The area is relatively secluded along this portion of Providence Road, as most of the people who have found residency here want to remain undisturbed. About five miles up the road is Etta Diem’s place, where there is the occasional swelling of living folk. Past her, about another ten miles is the Archive, what one would call a specialized type of university. In the other direction are a few homes, all belonging to eccentrics that surpass any of the people being boarded here. Did I mention that? Yes, 519 Providence Road is a very large old Victorian house that a sweet little old woman by the name of Miss Emma runs as a boarding house. All in all, I like the patch of earth I call home, just as I like the people I call my house mates and neighbors.
Today one of those patrons of this road has come to call on me. This is who I’m interacting with presently. I just mentioned her, this is Etta.
“No one was home. Can you believe that?! In a boarding house with half a country living in it and no one was here to pick up a package!”
I adore Etta, so I don’t correct her here. The boarding house only gives room and board to a handful of people, and most of them are the type who will never answer the bell of the front door. This being the case, it never surprises me that Etta ends up with most of our deliveries.

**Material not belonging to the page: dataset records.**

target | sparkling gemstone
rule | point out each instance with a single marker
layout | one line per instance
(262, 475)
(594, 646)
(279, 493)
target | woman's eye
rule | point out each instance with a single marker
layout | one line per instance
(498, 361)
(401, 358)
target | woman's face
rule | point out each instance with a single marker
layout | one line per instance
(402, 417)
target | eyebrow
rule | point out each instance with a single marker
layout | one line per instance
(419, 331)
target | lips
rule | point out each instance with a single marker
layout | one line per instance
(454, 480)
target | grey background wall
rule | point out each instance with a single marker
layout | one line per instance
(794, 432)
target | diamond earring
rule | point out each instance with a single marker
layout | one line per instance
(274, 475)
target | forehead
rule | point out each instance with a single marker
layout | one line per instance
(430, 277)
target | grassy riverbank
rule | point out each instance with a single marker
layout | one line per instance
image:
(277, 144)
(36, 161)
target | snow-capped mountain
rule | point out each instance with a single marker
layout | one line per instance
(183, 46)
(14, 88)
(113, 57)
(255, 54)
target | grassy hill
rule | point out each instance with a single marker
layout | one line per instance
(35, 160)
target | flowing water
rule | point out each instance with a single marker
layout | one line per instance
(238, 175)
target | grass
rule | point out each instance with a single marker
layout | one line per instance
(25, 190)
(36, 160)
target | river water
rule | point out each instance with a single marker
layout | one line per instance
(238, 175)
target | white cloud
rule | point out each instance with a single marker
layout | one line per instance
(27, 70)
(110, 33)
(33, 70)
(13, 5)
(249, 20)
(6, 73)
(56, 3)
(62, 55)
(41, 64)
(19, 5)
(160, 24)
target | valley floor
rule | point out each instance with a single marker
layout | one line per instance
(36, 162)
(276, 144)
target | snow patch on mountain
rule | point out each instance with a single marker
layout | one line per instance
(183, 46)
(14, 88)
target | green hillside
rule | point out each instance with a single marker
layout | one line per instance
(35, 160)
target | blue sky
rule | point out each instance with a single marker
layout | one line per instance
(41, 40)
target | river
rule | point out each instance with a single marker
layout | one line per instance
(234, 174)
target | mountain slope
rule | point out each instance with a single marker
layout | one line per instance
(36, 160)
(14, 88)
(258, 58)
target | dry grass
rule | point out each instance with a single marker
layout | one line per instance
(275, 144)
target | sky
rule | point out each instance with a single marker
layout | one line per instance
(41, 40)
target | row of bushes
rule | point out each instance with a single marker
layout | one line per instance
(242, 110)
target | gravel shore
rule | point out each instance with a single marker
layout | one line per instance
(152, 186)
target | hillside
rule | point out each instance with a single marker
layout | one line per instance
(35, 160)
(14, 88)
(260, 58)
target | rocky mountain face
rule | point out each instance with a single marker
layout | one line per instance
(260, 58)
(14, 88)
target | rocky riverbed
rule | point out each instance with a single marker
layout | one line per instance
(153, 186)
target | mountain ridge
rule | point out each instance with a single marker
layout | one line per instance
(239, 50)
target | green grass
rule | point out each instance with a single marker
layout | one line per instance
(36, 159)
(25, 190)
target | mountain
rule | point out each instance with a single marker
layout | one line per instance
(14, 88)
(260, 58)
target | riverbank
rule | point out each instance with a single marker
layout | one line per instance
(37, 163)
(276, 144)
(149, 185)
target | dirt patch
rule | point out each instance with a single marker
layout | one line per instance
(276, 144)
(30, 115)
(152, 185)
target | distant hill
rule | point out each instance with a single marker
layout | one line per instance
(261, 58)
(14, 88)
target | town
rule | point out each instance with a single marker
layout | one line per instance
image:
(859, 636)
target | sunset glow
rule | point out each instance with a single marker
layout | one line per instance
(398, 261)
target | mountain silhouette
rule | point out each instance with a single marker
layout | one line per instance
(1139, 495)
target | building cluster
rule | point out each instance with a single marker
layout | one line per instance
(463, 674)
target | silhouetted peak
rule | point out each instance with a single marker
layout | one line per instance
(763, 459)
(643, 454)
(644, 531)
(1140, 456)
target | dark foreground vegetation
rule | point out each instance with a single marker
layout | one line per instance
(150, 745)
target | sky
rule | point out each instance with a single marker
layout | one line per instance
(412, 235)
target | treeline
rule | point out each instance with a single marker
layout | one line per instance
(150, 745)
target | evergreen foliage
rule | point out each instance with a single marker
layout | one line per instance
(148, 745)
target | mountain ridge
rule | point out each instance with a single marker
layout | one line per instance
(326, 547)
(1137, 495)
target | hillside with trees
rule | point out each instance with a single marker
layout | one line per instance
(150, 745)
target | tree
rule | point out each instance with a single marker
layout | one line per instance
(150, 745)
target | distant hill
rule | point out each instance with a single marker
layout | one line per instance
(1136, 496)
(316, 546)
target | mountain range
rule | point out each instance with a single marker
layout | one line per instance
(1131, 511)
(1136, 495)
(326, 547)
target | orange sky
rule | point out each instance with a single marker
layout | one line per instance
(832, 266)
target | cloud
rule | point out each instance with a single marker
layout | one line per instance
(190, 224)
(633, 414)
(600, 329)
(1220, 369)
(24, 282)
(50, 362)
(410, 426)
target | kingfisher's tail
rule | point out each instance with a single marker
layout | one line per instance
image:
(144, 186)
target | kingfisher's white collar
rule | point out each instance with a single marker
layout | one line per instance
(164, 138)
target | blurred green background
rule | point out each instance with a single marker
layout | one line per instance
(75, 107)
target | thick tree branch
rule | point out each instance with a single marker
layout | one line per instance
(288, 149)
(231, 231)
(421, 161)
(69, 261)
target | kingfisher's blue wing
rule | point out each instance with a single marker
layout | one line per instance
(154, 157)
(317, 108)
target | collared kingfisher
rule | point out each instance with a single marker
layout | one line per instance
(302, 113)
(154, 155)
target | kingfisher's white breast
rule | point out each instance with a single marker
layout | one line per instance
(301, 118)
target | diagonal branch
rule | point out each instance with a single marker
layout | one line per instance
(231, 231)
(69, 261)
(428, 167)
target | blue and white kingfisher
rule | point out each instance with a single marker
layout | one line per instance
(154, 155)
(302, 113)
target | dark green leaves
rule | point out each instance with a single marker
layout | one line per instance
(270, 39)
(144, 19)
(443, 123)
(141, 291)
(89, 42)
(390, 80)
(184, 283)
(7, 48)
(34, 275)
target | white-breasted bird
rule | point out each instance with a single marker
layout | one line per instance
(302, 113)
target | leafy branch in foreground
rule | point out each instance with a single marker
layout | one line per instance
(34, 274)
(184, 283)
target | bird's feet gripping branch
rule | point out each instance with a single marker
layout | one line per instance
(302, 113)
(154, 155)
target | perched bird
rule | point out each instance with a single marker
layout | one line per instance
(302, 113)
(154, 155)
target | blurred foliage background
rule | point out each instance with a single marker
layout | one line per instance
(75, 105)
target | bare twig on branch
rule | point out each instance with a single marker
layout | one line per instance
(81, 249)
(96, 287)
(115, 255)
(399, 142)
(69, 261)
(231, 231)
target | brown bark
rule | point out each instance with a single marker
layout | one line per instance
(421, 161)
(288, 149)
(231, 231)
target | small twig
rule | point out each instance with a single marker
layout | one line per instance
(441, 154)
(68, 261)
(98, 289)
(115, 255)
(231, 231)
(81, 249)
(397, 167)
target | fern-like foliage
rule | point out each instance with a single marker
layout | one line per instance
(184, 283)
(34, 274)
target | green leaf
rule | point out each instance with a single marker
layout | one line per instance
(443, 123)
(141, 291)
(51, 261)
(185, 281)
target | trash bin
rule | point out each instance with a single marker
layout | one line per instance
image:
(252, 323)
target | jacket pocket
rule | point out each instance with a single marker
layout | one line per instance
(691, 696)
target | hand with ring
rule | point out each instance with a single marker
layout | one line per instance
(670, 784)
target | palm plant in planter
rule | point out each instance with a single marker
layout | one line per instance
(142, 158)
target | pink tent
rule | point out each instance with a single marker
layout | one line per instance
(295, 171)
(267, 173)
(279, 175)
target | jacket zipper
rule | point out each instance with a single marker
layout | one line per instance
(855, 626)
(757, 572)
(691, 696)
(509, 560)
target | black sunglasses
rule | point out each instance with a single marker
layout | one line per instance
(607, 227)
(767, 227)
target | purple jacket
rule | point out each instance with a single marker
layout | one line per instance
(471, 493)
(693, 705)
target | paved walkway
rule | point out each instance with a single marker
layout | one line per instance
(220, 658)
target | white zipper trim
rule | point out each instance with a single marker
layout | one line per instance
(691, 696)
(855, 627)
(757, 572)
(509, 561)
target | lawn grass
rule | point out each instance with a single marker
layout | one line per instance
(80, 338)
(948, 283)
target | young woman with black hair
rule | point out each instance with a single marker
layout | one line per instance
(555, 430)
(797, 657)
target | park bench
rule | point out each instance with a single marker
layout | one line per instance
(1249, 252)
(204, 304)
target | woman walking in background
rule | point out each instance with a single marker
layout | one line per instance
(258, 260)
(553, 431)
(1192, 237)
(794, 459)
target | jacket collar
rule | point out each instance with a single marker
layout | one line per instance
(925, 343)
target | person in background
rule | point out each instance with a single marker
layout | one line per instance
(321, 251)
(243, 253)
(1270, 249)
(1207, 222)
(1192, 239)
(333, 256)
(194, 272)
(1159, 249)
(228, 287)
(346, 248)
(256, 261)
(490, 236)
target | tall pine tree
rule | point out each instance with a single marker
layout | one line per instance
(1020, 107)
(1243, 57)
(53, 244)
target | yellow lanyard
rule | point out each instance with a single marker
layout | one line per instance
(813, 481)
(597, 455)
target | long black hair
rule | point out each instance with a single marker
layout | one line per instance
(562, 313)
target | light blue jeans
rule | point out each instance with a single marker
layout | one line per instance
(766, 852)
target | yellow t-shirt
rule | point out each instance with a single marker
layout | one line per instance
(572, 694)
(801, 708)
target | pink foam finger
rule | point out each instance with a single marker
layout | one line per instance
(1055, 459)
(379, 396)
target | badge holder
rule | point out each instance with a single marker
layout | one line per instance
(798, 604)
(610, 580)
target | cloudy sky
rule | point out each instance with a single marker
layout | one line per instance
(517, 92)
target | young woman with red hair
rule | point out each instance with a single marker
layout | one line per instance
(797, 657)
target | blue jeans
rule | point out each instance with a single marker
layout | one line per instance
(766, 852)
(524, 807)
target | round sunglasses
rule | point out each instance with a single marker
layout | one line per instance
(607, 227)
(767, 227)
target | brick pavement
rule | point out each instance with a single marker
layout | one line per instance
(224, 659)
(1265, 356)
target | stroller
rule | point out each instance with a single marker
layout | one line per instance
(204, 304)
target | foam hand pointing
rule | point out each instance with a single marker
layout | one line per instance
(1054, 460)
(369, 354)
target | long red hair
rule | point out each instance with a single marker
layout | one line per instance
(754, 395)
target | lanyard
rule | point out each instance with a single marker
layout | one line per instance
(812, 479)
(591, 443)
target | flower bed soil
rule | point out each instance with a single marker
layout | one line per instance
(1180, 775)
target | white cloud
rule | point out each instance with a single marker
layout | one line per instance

“So anyway, open it up! Let’s see what’s in there.” She exclaims.
Have I ever written about Etta? Yes, at length and under the disguise of many different character names, but one can never write enough about the truly, naturally eccentric Etta.
What is the current date? It honestly escapes me, but this is of no consequence. Whatever the year may be, Etta looks like someone caught a hundred years behind it. She’s told me the year of her birth, and being of an astronomer’s, and subsequently a mathematician’s mind, I know she cannot naturally look her age having claimed birth at such a date. So I hold most things in relation to her to be relative. All thing concerning Etta are relative to Etta, and keeping this in mind nothing that springs from her mouth ever unsettles me.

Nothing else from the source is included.